Este meneó la cabeza y replicó:

—Nuestro hombre es escrupuloso. Se pone condón y creemos que quizá se haya rasurado la región púbica. En ningún momento hemos encontrado ni rastro de un ADN que no sea el de la víctima. El hecho de que tire los cuerpos al agua también juega en contra nuestra en términos forenses.

—¿Por dónde empezamos, pues? —preguntó Werner Meyer.

—Este es el momento de presentar al comisario jefe Kroeger, aquí presente… —Fabel señaló al hombre sentado al otro extremo de la mesa—. Él dirige el equipo del Präsidium especializado en informática. Herr Kroeger, por favor.

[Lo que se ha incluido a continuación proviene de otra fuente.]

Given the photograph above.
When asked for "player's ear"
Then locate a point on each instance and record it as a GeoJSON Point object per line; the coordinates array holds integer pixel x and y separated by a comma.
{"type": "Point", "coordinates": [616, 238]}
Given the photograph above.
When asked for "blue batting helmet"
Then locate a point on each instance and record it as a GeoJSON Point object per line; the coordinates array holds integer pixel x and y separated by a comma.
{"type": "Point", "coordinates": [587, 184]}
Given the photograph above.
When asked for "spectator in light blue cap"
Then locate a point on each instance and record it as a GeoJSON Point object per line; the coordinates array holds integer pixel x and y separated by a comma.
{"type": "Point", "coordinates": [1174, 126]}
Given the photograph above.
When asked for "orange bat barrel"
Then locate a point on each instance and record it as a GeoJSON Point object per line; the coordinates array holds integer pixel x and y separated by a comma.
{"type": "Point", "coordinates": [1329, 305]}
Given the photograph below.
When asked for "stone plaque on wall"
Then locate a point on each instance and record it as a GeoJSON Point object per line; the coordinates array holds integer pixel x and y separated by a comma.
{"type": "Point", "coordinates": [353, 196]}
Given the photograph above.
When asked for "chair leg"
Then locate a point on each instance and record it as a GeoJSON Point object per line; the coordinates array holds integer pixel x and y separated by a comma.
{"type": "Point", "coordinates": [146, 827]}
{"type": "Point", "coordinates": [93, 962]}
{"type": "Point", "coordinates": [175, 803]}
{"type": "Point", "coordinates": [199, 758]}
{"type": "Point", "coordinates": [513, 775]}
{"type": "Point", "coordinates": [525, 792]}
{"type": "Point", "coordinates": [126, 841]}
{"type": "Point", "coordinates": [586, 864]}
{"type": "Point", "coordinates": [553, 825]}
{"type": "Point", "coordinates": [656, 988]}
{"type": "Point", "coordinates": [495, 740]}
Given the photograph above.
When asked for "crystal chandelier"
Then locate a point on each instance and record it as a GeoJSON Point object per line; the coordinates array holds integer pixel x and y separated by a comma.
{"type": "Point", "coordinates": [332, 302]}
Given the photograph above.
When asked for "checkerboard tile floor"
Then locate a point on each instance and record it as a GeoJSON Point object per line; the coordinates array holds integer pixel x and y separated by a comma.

El aludido, el de rostro huesudo y anguloso, asintió y dijo:

—Como ha señalado el comisario en jefe Fabel, la tecnología informática presenta, desde el punto de vista de la aplicación de la ley, tantos desafíos como oportunidades. Uno de los principales problemas al que nos enfrentamos es el de la explotación y los abusos infantiles. Y por desgracia, en esta área delictiva hemos tenido que seguir una línea de aprendizaje muy ardua, pues ha sido este grupo de delincuentes el primero en advertir las ventajas que Internet le proporcionaba. Internet, en efecto, ha cambiado su modo de encontrar y atrapar víctimas, así como de intercambiar imágenes de abusos, y, sobre todo, les ha proporcionado un medio para comunicarse entre ellos e intercambiar datos sin exponer su identidad. En otra época, antes de que Internet existiera, esta gente actuaba sola y solía estar aislada. En casos muy contados encontraban a otros individuos con los mismos gustos; innumerables veces, en la cárcel. En ocasiones, en esas épocas anteriores, te tropezabas con una red organizada de pedofilia. Pero la comunicación entre ellos, y menos aún la colaboración, eran bastante infrecuentes; y cuando se producían, tenían lugar dentro de un área geográfica circunscrita. Internet cambió todo esto. De golpe, esta gente podía —por primera vez en la historia— adquirir una sensación de «comunidad». Ya no estaban aislados unos de otros, y eran capaces de intercambiar información e imágenes por todo el país y hasta por todo el mundo. Puesto que había tantos otros que participaban de sus mismas perversiones, tenían la posibilidad de convencerse a sí mismos de que estas no eran tales perversiones, y de que su conducta no era aberrante, enfermiza ni retorcida.

Kroeger se detuvo un instante. Fabel había observado que la alargada cara del especialista en delitos de Internet se mantenía impávida mientras se explayaba. Ese anguloso rostro carecía de animación y los ojos —grises— conservaban el mismo aire aletargado. Quizá, pensó, era lo que te ocurría cuando trabajabas utilizando siempre tecnología y máquinas: perdías vitalidad, te volvías menos humano.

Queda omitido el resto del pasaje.